Apple Cannoli

Prep Time:30 minutes Cook Time: 45 minutes Servings: 4 minutes

Pipe a sweet-tart apple filling and creamy ricotta into crunchy cannoli shells for a crowd-pleasing dessert. If you prefer, you can use a small offset spatula to remove the cannoli shells from the hot oil: Insert the end of the spatula into the opening of the mold and lift to remove from oil.

Ingredients:
  • 1 1/2 cups all-purpose flour, plus more for dusting
  • 2 tablespoons white sugar
  • 1/8 teaspoon ground cinnamon
  • 2 tablespoons vegetable shortening
  • 1 large egg
  • 1/4 cup marsala wine
  • 1 tablespoon water, plus more as needed
  • 2 teaspoons distilled white vinegar
  • 2 tablespoons butter
  • 4 large granny smith apples, peeled and diced
  • 1 cup packed brown sugar
  • 2 teaspoons apple pie spice
  • 1/4 teaspoon salt
  • 1/4 cup lemon juice
  • 1/4 cup cornstarch
  • 1 (16 ounce) tub whole milk ricotta cheese, drained (see "draining ricotta," below)
  • 1/4 cup confectioner's sugar, plus more for garnish
  • 1 teaspoon lemon zest
  • 1 large egg white, lightly beaten
  • 1 quart vegetable oil for frying, or as needed
Directions:
  1. For dough, stir together flour, white sugar, and cinnamon in a bowl.
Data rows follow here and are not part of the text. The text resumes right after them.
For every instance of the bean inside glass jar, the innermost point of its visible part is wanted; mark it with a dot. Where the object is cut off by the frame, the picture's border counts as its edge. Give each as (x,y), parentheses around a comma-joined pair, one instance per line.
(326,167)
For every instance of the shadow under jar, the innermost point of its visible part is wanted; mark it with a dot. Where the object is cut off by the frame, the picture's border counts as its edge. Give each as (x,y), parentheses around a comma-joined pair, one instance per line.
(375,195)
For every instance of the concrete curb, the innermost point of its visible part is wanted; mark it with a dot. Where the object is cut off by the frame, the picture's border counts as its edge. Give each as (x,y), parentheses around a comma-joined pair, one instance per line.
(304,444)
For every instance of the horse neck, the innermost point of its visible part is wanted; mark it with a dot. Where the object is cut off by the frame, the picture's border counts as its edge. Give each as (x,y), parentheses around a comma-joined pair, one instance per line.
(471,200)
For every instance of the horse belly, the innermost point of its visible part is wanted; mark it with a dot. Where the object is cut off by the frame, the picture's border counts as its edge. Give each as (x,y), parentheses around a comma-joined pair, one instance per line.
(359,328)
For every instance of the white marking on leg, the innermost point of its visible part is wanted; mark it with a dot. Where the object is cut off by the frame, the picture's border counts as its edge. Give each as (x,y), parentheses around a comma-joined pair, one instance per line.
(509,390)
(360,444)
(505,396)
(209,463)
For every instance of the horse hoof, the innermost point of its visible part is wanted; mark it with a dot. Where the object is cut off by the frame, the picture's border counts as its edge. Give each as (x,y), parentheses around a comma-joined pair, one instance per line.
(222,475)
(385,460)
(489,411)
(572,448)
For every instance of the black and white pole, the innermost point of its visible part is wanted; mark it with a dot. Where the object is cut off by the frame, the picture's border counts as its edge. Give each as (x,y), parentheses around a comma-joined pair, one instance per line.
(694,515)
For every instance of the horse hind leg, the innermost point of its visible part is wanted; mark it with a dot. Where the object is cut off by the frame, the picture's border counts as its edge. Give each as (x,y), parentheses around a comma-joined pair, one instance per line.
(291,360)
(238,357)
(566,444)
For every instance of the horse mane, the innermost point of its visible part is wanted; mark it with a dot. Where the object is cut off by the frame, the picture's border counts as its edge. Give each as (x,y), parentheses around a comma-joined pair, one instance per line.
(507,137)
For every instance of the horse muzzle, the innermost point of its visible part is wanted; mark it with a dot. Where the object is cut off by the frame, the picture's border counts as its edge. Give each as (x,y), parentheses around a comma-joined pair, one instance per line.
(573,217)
Cut in shortening with a pastry blender or fork until crumbly. Make a well in the center.
  2. Add egg, Marsala, water, and vinegar to well. Mix with a fork until dough starts to come together. Transfer to a flour-dusted work surface; knead until dough forms a ball, about 10 minutes, adding 1 teaspoon water as needed. Wrap in plastic wrap and chill for at least 30 minutes (or up to overnight).
  3. For apple filling, melt butter in a large saucepan over medium heat. Add apples, brown sugar, apple pie spice, and salt. Cook, stirring occasionally, until apples are soft, about 15 minutes. In a small bowl, stir together lemon juice and cornstarch; add to apple mixture. Simmer, stirring occasionally, until thickened, 3 to 5 minutes. Cool completely. Transfer cooled mixture to a pastry bag.
  4. For ricotta filling, stir together drained ricotta and powdered sugar in a large bowl; fold in lemon zest. Transfer mixture to a pastry bag.
  5. To shape and fry shells, divide dough into 2 balls. On a lightly floured surface, roll 1 ball into a 16- to 18-inch circle, about 1/16 inch thick or less. Using a 4- to 5-inch biscuit cutter, cut out 12 circles. Dust circles with a light coating of flour. (This will help you later in removing shells from cannoli tube molds.) Roll each dough circle around a cannoli tube, sealing edges with a bit of egg white. Repeat with remaining dough ball.
  6. Pour oil to a depth of 3 inches in a deep, heavy-bottomed 4-quart pot or deep fryer; heat to 375°F. (You’ll need about 1 quart oil.) Working in batches, fry shells on tubes, turning halfway through, until golden, about 1 minute. Using tongs, transfer shells to a wire rack lined with paper towels to drain.
  7. Let stand just until tubes are cool enough to handle, then carefully twist each tube to remove shell. (Using a kitchen towel may help your grip.) Wash or wipe off tubes to use for remaining shells, if needed.
  8. To assemble, pipe apple filling into shells, filling two-thirds full from center to one end and repeating on other side. Repeat piping method with ricotta filling. Garnish cannoli with powdered sugar.